I won't rag on KISS too hard (in this paragraph), the rock avatars can be a force of good, even if they are incredibly masturbatory (Kiss-turbatory?). KISS partnered with Industrial Light & Magic, George Lucas’ special-effects company, in partnership with Pophouse Entertainment Group, which was co-founded by ABBA’s Björn Ulvaeus. The two companies also put together the “ABBA Voyage” show in London, a feat of motion capture technology that puts on an entire "live performance" by ABBA, as performed by their rock avatars. “We can be forever young and forever iconic by taking us to places we’ve never dreamed of before,” KISS bassist Gene Simmons remarked about the new avatars, adding, “The technology is going to make Paul jump higher than he’s ever done before."
And while adding extra inches to Stanley's vertical would be a musical marvel, the overarching and still unanswered question remains-- is there a need for such a thing? While KISS is currently teasing some kind of virtual concert starring their rock avatars, the ticket to which I have already shamefully added to my Apple Wallet (it's for research, bite me), how immersive can such a thing really be? How long before bands have suckered the TikTok generation into thinking a live set is just paying an absurd amount of money to watch a glorified Pixar short on a the jumbotron at Madison Square Garden? Is it worth sullying the already perennial KISS legacy with a last-ditch effort to recapture a generation that already lives in the wake of your life's work?
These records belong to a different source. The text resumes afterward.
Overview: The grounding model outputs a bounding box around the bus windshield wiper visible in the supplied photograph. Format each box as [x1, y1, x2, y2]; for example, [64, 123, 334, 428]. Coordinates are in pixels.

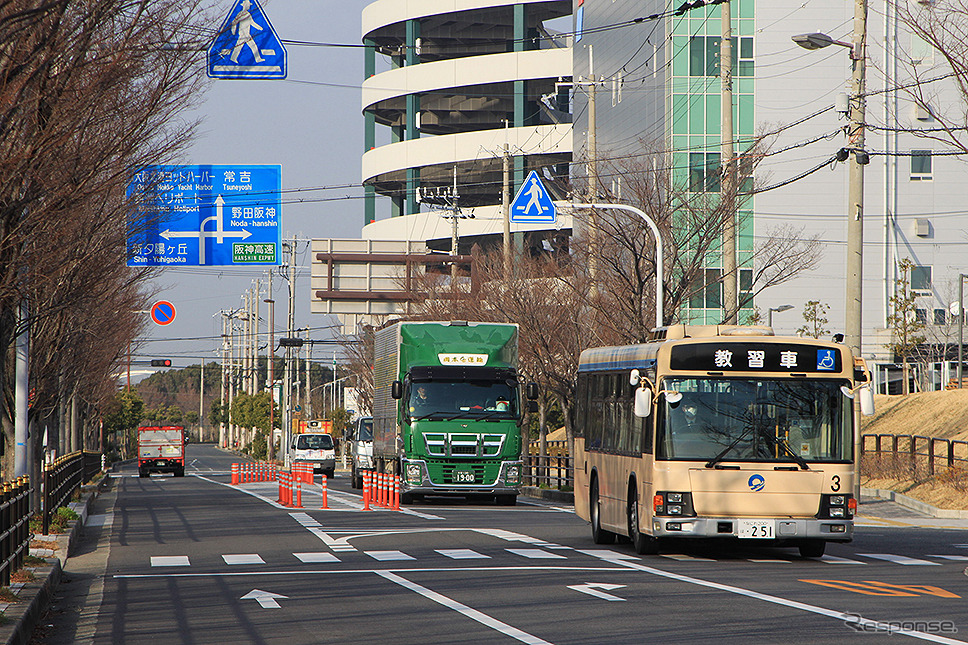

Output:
[763, 433, 810, 470]
[706, 426, 754, 468]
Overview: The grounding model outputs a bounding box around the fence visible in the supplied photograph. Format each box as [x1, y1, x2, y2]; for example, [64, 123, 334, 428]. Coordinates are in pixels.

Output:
[860, 434, 968, 480]
[524, 454, 574, 490]
[0, 475, 31, 587]
[41, 450, 102, 535]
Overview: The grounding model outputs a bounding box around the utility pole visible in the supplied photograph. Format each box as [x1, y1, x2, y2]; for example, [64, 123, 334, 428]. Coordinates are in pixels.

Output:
[719, 0, 739, 325]
[501, 142, 511, 278]
[845, 0, 870, 356]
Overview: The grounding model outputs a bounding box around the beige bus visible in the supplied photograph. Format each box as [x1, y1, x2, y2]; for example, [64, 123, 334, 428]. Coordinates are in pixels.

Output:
[574, 325, 873, 557]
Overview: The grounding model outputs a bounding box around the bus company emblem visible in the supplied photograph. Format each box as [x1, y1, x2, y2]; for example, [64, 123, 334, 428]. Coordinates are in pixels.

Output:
[747, 474, 766, 493]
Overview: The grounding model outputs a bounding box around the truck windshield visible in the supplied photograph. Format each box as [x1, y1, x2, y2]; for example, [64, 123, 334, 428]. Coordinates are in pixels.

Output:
[409, 380, 518, 419]
[296, 434, 333, 450]
[656, 378, 853, 467]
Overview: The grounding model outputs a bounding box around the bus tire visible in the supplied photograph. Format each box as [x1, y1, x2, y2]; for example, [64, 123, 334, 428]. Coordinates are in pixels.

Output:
[800, 540, 827, 558]
[588, 475, 615, 544]
[627, 481, 659, 555]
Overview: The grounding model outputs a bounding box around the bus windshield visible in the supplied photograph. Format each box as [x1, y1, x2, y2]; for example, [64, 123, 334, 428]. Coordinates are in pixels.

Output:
[409, 379, 518, 420]
[656, 378, 853, 467]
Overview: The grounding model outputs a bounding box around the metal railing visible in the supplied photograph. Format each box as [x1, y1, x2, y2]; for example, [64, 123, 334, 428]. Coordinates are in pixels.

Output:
[41, 450, 102, 535]
[524, 454, 575, 490]
[0, 475, 31, 587]
[860, 434, 968, 479]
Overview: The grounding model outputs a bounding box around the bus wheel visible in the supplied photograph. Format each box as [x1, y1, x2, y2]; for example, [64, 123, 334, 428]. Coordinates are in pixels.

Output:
[628, 484, 659, 555]
[800, 540, 827, 558]
[588, 477, 615, 544]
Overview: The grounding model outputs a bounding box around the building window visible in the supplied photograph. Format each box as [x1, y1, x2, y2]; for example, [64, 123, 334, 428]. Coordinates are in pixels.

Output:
[911, 150, 931, 181]
[689, 36, 753, 76]
[911, 266, 931, 294]
[689, 152, 720, 193]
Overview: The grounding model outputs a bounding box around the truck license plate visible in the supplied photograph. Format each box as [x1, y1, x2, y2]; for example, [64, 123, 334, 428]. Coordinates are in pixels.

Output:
[452, 470, 474, 484]
[739, 520, 776, 540]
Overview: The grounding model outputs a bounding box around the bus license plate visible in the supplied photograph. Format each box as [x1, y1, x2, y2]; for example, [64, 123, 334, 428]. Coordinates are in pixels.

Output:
[739, 520, 776, 540]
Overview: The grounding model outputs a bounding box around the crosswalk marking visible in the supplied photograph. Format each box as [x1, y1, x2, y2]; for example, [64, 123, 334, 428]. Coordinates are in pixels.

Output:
[151, 555, 191, 567]
[363, 551, 416, 562]
[222, 553, 266, 564]
[857, 553, 941, 567]
[436, 549, 491, 560]
[293, 552, 340, 564]
[505, 549, 565, 560]
[820, 555, 867, 564]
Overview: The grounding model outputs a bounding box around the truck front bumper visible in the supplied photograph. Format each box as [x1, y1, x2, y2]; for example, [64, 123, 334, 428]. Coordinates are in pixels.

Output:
[400, 459, 522, 495]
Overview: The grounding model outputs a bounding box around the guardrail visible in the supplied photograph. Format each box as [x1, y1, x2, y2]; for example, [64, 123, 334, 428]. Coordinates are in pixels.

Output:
[41, 450, 103, 535]
[524, 454, 575, 490]
[0, 475, 32, 587]
[860, 434, 968, 479]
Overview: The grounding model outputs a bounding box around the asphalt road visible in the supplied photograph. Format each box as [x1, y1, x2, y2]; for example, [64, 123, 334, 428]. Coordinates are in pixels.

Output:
[26, 445, 968, 645]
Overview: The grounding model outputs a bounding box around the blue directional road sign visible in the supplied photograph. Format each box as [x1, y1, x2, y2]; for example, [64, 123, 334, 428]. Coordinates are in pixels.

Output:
[511, 170, 557, 224]
[207, 0, 288, 79]
[127, 165, 282, 267]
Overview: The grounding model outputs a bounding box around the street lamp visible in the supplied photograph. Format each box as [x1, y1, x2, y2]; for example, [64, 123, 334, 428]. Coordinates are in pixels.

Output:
[766, 305, 793, 327]
[792, 16, 870, 356]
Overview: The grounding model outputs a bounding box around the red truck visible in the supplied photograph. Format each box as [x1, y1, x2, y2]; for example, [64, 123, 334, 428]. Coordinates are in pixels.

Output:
[138, 426, 185, 477]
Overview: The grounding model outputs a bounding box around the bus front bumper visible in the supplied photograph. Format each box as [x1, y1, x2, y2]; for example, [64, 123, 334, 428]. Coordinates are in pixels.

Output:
[652, 516, 854, 543]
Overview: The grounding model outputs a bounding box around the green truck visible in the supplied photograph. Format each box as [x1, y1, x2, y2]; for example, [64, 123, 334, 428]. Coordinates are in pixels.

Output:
[373, 321, 537, 506]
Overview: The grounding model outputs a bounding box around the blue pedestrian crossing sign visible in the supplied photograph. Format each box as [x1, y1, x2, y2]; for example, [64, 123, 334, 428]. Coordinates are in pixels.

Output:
[511, 170, 557, 224]
[207, 0, 288, 79]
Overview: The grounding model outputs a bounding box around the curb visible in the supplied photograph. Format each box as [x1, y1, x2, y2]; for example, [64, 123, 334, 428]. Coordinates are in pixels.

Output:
[860, 488, 968, 520]
[521, 486, 575, 504]
[0, 473, 109, 645]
Stanley and Simmons think yes, but then again, there's nothing in this world Gene Simmons loves more than his bank account, making their move to the digital realm even lamer and arguably more deserving of ridicule. KISS fans of every age have weighed in on the announcement, yielding a largely negative response. Some fans were even worried for the band's future, as a thoughtful handful of fans pointed out that Tommy Thayer would likely be reinstated as Stanley's pool boy now that he's out of a job. Onlookers also expressed their displeasure with the band for neglecting to acknowledge or even mention founding members Ace Frehley or Peter Criss during their "final performance", or other past members for that matter, including Vinnie Vincent, "The Ankh Warrior," Bruce Kulick, and the late Mark St. John and Eric Carr, "The Fox."
In true KISS fashion, the whole idea is simple and predictable. One of the most recognizable acts the world has ever seen, feigning retirement only to announce that they'll never dam their money flow, all in the name of the same fans they've been accusing of murdering rock. You know why rock is dying, who's really killing it? Stanley, Simmons and all their peers, because they don't know how to retire and they refuse to die. There are hundreds, thousands of young rock bands out there right now that are doing electrifying things for the genre and the culture as a whole.
Maybe this is just my age and blissful youthful ignorance talking, but at some point you gotta let the next generation take the stage. The future is now, old man, and y'all have no part in it. The cure for Kissteria is not more KISS, it never was. We need new bands to treat the symptoms.